Марьяна Торочешникова: Павел Михайлович, чего ждут преподаватели, и чего ждать студентам?

Павел Кудюкин: У преподавателей гораздо более скептическое отношение к "дистанционке". Почти все говорят, что нагрузка увеличилась, ухудшилась обратная связь со студентами. Кстати, студентка тоже отметила: "Говорили меньше, больше говорил преподаватель", – а это неправильно для семинара, он предназначен для того, чтобы студенты под управлением преподавателя работали самостоятельно: участвовали в обсуждении, делали доклады или сообщения.

Марьяна Торочешникова: В российских вузах, с которыми вы поддерживаете связь, как-то решаются технические проблемы?
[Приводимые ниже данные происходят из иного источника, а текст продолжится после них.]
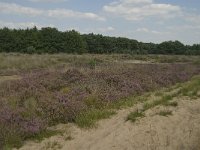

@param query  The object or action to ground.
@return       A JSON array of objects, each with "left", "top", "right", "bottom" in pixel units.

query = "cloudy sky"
[{"left": 0, "top": 0, "right": 200, "bottom": 44}]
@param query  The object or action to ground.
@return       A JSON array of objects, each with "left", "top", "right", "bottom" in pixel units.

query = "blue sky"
[{"left": 0, "top": 0, "right": 200, "bottom": 44}]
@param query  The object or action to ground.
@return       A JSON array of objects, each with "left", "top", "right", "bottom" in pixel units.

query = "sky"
[{"left": 0, "top": 0, "right": 200, "bottom": 45}]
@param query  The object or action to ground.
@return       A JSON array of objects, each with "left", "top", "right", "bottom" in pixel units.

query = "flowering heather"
[{"left": 0, "top": 63, "right": 200, "bottom": 148}]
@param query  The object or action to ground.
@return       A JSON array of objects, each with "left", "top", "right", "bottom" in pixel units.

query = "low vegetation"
[
  {"left": 0, "top": 55, "right": 200, "bottom": 149},
  {"left": 127, "top": 76, "right": 200, "bottom": 122}
]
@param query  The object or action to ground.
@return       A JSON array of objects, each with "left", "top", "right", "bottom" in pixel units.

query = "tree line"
[{"left": 0, "top": 27, "right": 200, "bottom": 55}]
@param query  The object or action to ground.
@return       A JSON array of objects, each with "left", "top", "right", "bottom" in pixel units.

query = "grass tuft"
[
  {"left": 75, "top": 109, "right": 116, "bottom": 128},
  {"left": 159, "top": 111, "right": 172, "bottom": 117},
  {"left": 126, "top": 111, "right": 144, "bottom": 122}
]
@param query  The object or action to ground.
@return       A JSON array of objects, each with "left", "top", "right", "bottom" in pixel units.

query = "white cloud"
[
  {"left": 136, "top": 28, "right": 170, "bottom": 35},
  {"left": 0, "top": 20, "right": 55, "bottom": 29},
  {"left": 103, "top": 0, "right": 181, "bottom": 20},
  {"left": 0, "top": 2, "right": 105, "bottom": 21},
  {"left": 28, "top": 0, "right": 67, "bottom": 3},
  {"left": 0, "top": 2, "right": 43, "bottom": 16},
  {"left": 83, "top": 26, "right": 115, "bottom": 34}
]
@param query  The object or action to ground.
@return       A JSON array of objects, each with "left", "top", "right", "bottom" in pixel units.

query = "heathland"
[{"left": 0, "top": 53, "right": 200, "bottom": 149}]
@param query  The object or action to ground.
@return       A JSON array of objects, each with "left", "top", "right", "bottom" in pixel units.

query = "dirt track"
[{"left": 21, "top": 99, "right": 200, "bottom": 150}]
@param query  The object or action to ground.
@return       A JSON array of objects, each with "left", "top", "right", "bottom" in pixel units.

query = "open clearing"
[
  {"left": 21, "top": 82, "right": 200, "bottom": 150},
  {"left": 0, "top": 54, "right": 200, "bottom": 150}
]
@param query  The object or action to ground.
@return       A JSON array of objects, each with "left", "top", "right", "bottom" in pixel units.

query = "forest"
[{"left": 0, "top": 27, "right": 200, "bottom": 55}]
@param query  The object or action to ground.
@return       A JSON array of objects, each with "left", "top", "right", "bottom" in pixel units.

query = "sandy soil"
[{"left": 21, "top": 99, "right": 200, "bottom": 150}]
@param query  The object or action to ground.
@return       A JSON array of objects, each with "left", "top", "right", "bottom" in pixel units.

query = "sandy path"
[{"left": 21, "top": 99, "right": 200, "bottom": 150}]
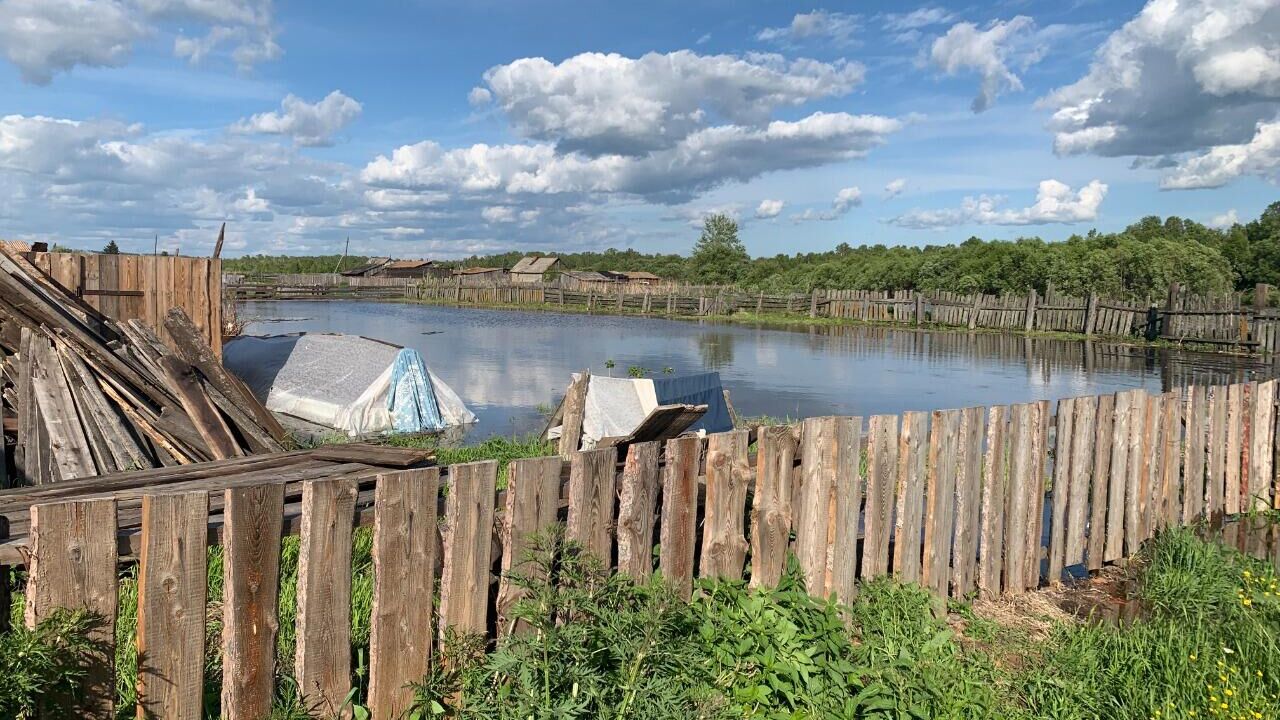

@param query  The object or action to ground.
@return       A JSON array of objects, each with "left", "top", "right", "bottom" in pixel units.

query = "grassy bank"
[{"left": 0, "top": 427, "right": 1280, "bottom": 720}]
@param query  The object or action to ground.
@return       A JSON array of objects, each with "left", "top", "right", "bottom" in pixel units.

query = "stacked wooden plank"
[{"left": 0, "top": 250, "right": 285, "bottom": 484}]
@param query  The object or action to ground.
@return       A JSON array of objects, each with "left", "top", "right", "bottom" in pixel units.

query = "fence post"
[{"left": 1084, "top": 292, "right": 1098, "bottom": 336}]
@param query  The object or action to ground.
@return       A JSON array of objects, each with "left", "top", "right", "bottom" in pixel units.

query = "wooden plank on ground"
[
  {"left": 221, "top": 483, "right": 284, "bottom": 720},
  {"left": 751, "top": 425, "right": 796, "bottom": 587},
  {"left": 1048, "top": 397, "right": 1076, "bottom": 584},
  {"left": 920, "top": 410, "right": 964, "bottom": 596},
  {"left": 822, "top": 418, "right": 864, "bottom": 603},
  {"left": 1050, "top": 396, "right": 1098, "bottom": 566},
  {"left": 497, "top": 455, "right": 564, "bottom": 634},
  {"left": 366, "top": 466, "right": 440, "bottom": 719},
  {"left": 978, "top": 405, "right": 1010, "bottom": 598},
  {"left": 137, "top": 492, "right": 206, "bottom": 720},
  {"left": 1249, "top": 379, "right": 1276, "bottom": 510},
  {"left": 660, "top": 436, "right": 703, "bottom": 600},
  {"left": 618, "top": 442, "right": 660, "bottom": 579},
  {"left": 559, "top": 370, "right": 591, "bottom": 460},
  {"left": 1084, "top": 395, "right": 1116, "bottom": 570},
  {"left": 440, "top": 458, "right": 499, "bottom": 638},
  {"left": 701, "top": 430, "right": 751, "bottom": 580},
  {"left": 859, "top": 415, "right": 899, "bottom": 579},
  {"left": 893, "top": 413, "right": 929, "bottom": 583},
  {"left": 951, "top": 407, "right": 986, "bottom": 598},
  {"left": 294, "top": 479, "right": 356, "bottom": 715},
  {"left": 567, "top": 447, "right": 618, "bottom": 566},
  {"left": 26, "top": 500, "right": 119, "bottom": 720}
]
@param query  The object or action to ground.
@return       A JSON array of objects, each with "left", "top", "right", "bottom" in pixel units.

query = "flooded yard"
[{"left": 239, "top": 300, "right": 1270, "bottom": 441}]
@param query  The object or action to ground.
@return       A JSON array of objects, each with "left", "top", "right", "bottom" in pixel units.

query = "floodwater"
[{"left": 239, "top": 300, "right": 1270, "bottom": 441}]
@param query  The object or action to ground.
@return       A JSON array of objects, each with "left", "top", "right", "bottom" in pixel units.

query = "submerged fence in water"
[
  {"left": 227, "top": 275, "right": 1280, "bottom": 354},
  {"left": 6, "top": 371, "right": 1280, "bottom": 720}
]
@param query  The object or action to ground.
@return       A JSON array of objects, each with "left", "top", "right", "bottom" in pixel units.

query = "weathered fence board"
[
  {"left": 223, "top": 483, "right": 284, "bottom": 720},
  {"left": 138, "top": 492, "right": 207, "bottom": 720},
  {"left": 701, "top": 430, "right": 750, "bottom": 580},
  {"left": 366, "top": 468, "right": 440, "bottom": 717}
]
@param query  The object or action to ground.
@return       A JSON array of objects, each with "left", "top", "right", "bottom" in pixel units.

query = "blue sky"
[{"left": 0, "top": 0, "right": 1280, "bottom": 258}]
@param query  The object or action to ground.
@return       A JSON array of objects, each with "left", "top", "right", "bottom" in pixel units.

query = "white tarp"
[{"left": 223, "top": 333, "right": 476, "bottom": 437}]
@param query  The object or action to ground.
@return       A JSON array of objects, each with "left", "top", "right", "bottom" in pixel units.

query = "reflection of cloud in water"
[{"left": 241, "top": 301, "right": 1259, "bottom": 439}]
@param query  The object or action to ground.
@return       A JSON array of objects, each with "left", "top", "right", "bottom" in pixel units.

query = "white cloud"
[
  {"left": 485, "top": 50, "right": 864, "bottom": 155},
  {"left": 480, "top": 205, "right": 516, "bottom": 223},
  {"left": 755, "top": 200, "right": 786, "bottom": 220},
  {"left": 791, "top": 187, "right": 863, "bottom": 223},
  {"left": 1160, "top": 122, "right": 1280, "bottom": 190},
  {"left": 362, "top": 113, "right": 901, "bottom": 202},
  {"left": 0, "top": 0, "right": 147, "bottom": 85},
  {"left": 232, "top": 90, "right": 362, "bottom": 146},
  {"left": 1208, "top": 208, "right": 1240, "bottom": 229},
  {"left": 882, "top": 8, "right": 955, "bottom": 32},
  {"left": 0, "top": 0, "right": 282, "bottom": 85},
  {"left": 929, "top": 15, "right": 1043, "bottom": 113},
  {"left": 755, "top": 10, "right": 858, "bottom": 45},
  {"left": 890, "top": 179, "right": 1107, "bottom": 229},
  {"left": 1041, "top": 0, "right": 1280, "bottom": 188}
]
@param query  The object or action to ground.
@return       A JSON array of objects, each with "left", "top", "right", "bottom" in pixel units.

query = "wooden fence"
[
  {"left": 27, "top": 252, "right": 223, "bottom": 357},
  {"left": 15, "top": 371, "right": 1280, "bottom": 720}
]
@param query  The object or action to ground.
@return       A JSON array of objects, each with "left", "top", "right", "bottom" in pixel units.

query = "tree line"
[{"left": 224, "top": 202, "right": 1280, "bottom": 300}]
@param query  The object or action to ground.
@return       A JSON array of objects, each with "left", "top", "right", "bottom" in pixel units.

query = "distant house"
[
  {"left": 342, "top": 258, "right": 392, "bottom": 272},
  {"left": 604, "top": 270, "right": 662, "bottom": 284},
  {"left": 453, "top": 268, "right": 507, "bottom": 286},
  {"left": 376, "top": 260, "right": 451, "bottom": 278},
  {"left": 511, "top": 255, "right": 559, "bottom": 283}
]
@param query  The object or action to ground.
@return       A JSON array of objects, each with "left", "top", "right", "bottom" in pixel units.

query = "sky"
[{"left": 0, "top": 0, "right": 1280, "bottom": 259}]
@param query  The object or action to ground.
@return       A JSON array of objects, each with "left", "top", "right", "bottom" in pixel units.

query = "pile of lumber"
[
  {"left": 0, "top": 443, "right": 434, "bottom": 563},
  {"left": 0, "top": 249, "right": 287, "bottom": 484}
]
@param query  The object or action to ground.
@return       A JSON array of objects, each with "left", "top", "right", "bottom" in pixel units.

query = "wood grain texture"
[
  {"left": 701, "top": 430, "right": 751, "bottom": 580},
  {"left": 223, "top": 483, "right": 284, "bottom": 720},
  {"left": 1084, "top": 395, "right": 1116, "bottom": 570},
  {"left": 978, "top": 405, "right": 1010, "bottom": 600},
  {"left": 951, "top": 407, "right": 987, "bottom": 598},
  {"left": 920, "top": 410, "right": 964, "bottom": 596},
  {"left": 660, "top": 436, "right": 703, "bottom": 600},
  {"left": 893, "top": 413, "right": 929, "bottom": 583},
  {"left": 1050, "top": 397, "right": 1098, "bottom": 566},
  {"left": 822, "top": 418, "right": 865, "bottom": 603},
  {"left": 497, "top": 448, "right": 560, "bottom": 634},
  {"left": 137, "top": 492, "right": 209, "bottom": 720},
  {"left": 751, "top": 425, "right": 796, "bottom": 588},
  {"left": 366, "top": 466, "right": 442, "bottom": 720},
  {"left": 859, "top": 415, "right": 899, "bottom": 579},
  {"left": 294, "top": 479, "right": 356, "bottom": 716},
  {"left": 1048, "top": 397, "right": 1076, "bottom": 584},
  {"left": 1181, "top": 386, "right": 1208, "bottom": 525},
  {"left": 1249, "top": 380, "right": 1276, "bottom": 510},
  {"left": 567, "top": 447, "right": 618, "bottom": 566},
  {"left": 440, "top": 458, "right": 499, "bottom": 638},
  {"left": 1102, "top": 391, "right": 1142, "bottom": 562},
  {"left": 27, "top": 500, "right": 119, "bottom": 720},
  {"left": 618, "top": 442, "right": 660, "bottom": 579}
]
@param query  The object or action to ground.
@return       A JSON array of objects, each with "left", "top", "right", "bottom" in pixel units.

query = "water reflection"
[{"left": 241, "top": 301, "right": 1268, "bottom": 439}]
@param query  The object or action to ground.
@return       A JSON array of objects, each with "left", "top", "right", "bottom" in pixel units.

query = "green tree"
[{"left": 689, "top": 213, "right": 751, "bottom": 284}]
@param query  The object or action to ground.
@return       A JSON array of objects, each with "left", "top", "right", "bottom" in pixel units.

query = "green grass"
[{"left": 0, "top": 425, "right": 1280, "bottom": 720}]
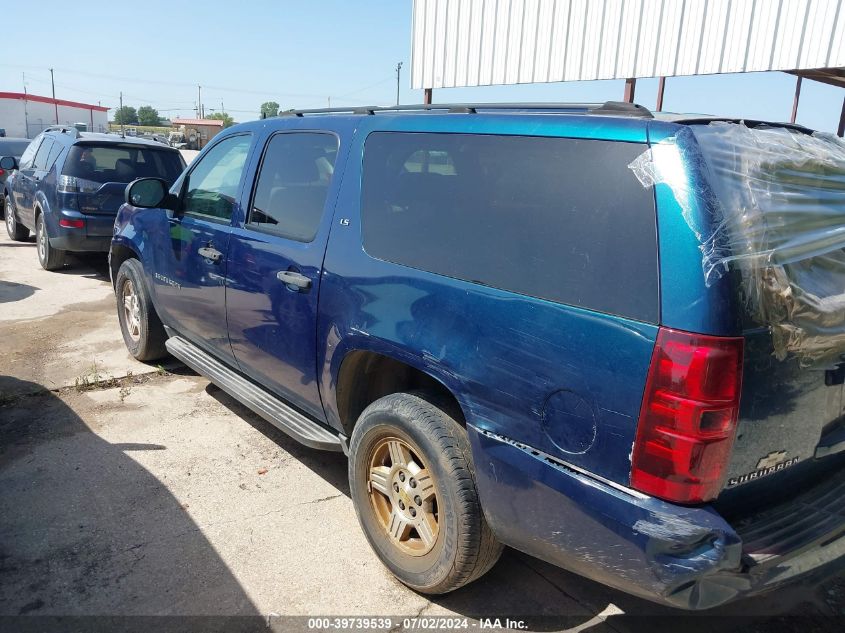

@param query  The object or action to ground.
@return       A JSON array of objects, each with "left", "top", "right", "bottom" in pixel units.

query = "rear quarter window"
[{"left": 361, "top": 132, "right": 659, "bottom": 323}]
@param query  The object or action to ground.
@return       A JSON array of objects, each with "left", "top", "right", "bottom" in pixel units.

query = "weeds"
[{"left": 74, "top": 362, "right": 118, "bottom": 392}]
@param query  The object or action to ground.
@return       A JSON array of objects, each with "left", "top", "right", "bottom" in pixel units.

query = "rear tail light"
[
  {"left": 57, "top": 174, "right": 103, "bottom": 193},
  {"left": 631, "top": 328, "right": 743, "bottom": 503}
]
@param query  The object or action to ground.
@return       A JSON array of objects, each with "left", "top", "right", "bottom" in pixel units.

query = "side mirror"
[{"left": 124, "top": 178, "right": 167, "bottom": 209}]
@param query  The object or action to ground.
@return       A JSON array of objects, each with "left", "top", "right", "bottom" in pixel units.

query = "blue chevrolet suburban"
[
  {"left": 0, "top": 125, "right": 185, "bottom": 270},
  {"left": 110, "top": 103, "right": 845, "bottom": 609}
]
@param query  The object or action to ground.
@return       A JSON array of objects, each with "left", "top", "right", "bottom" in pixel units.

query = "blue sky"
[{"left": 0, "top": 0, "right": 845, "bottom": 131}]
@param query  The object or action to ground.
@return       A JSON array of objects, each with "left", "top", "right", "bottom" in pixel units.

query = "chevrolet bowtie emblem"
[{"left": 757, "top": 451, "right": 786, "bottom": 470}]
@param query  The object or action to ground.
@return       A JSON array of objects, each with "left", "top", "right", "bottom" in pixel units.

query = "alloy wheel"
[
  {"left": 122, "top": 279, "right": 141, "bottom": 342},
  {"left": 367, "top": 437, "right": 440, "bottom": 556}
]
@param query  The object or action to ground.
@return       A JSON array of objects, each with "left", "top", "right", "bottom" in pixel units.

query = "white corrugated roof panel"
[{"left": 411, "top": 0, "right": 845, "bottom": 88}]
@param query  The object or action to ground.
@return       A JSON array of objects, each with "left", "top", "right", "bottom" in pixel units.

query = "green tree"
[
  {"left": 114, "top": 106, "right": 138, "bottom": 125},
  {"left": 138, "top": 106, "right": 161, "bottom": 125},
  {"left": 205, "top": 112, "right": 235, "bottom": 127},
  {"left": 261, "top": 101, "right": 279, "bottom": 119}
]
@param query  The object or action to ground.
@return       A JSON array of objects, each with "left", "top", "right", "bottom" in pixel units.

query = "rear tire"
[
  {"left": 3, "top": 196, "right": 29, "bottom": 242},
  {"left": 35, "top": 213, "right": 65, "bottom": 270},
  {"left": 349, "top": 393, "right": 502, "bottom": 594},
  {"left": 114, "top": 259, "right": 167, "bottom": 361}
]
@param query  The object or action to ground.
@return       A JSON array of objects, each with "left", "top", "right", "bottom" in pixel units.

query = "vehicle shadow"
[
  {"left": 0, "top": 238, "right": 35, "bottom": 248},
  {"left": 0, "top": 377, "right": 259, "bottom": 630},
  {"left": 205, "top": 383, "right": 350, "bottom": 497},
  {"left": 56, "top": 253, "right": 110, "bottom": 281},
  {"left": 430, "top": 549, "right": 842, "bottom": 633}
]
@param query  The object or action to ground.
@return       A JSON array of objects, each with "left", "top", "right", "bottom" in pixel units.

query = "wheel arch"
[
  {"left": 109, "top": 239, "right": 143, "bottom": 286},
  {"left": 333, "top": 347, "right": 467, "bottom": 436}
]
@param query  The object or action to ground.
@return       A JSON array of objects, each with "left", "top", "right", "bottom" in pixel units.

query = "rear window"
[
  {"left": 62, "top": 144, "right": 185, "bottom": 185},
  {"left": 362, "top": 132, "right": 658, "bottom": 323}
]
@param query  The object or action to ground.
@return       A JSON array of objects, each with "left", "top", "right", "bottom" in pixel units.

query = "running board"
[{"left": 166, "top": 336, "right": 346, "bottom": 452}]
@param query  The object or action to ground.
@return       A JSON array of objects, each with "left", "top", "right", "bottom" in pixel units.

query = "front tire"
[
  {"left": 3, "top": 196, "right": 29, "bottom": 242},
  {"left": 114, "top": 259, "right": 167, "bottom": 361},
  {"left": 35, "top": 213, "right": 65, "bottom": 270},
  {"left": 349, "top": 393, "right": 502, "bottom": 594}
]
Павел Кудюкин: Тут очень пестрая картина. Есть вузы, которые озаботились тем, чтобы обеспечить преподавателей по крайней мере бесплатным доступом к дистанционным платформам – к Zoom, к Google Meet или к каким-то другим. Это сильно облегчало работу. А где-то сказали: "Как хотите, так сами и выкручивайтесь". Практически нигде не был решен вопрос с обеспечением техникой, работали на домашнем оборудовании. А кому-то приходилось дополнительно докупать, скажем, web-камеру или графический планшет. Для значительной части гуманитарных дисциплин хватает ноутбука, в котором есть вмонтированная камера и микрофон, а где-то нужен графический планшет, например: допустим, преподавателю начертательной геометрии.

Марьяна Торочешникова: А как учились медики?

Павел Кудюкин: Когда обучение невозможно без практических, лабораторных занятий, возникает совсем большая проблема.

Марьяна Торочешникова: Какие рекомендации дало министерство вузам? К чему готовятся преподаватели?

Павел Кудюкин: Решать будут сами вузы, но самая болезненная проблема с преподавателями старше 65 лет с хроническими заболеваниями. Для вузов головная боль – как обеспечить одним преподавателям работу офлайн, а другим – онлайн. Пока это непонятно, а учебный год вот-вот начнется. Импровизируем вовсю!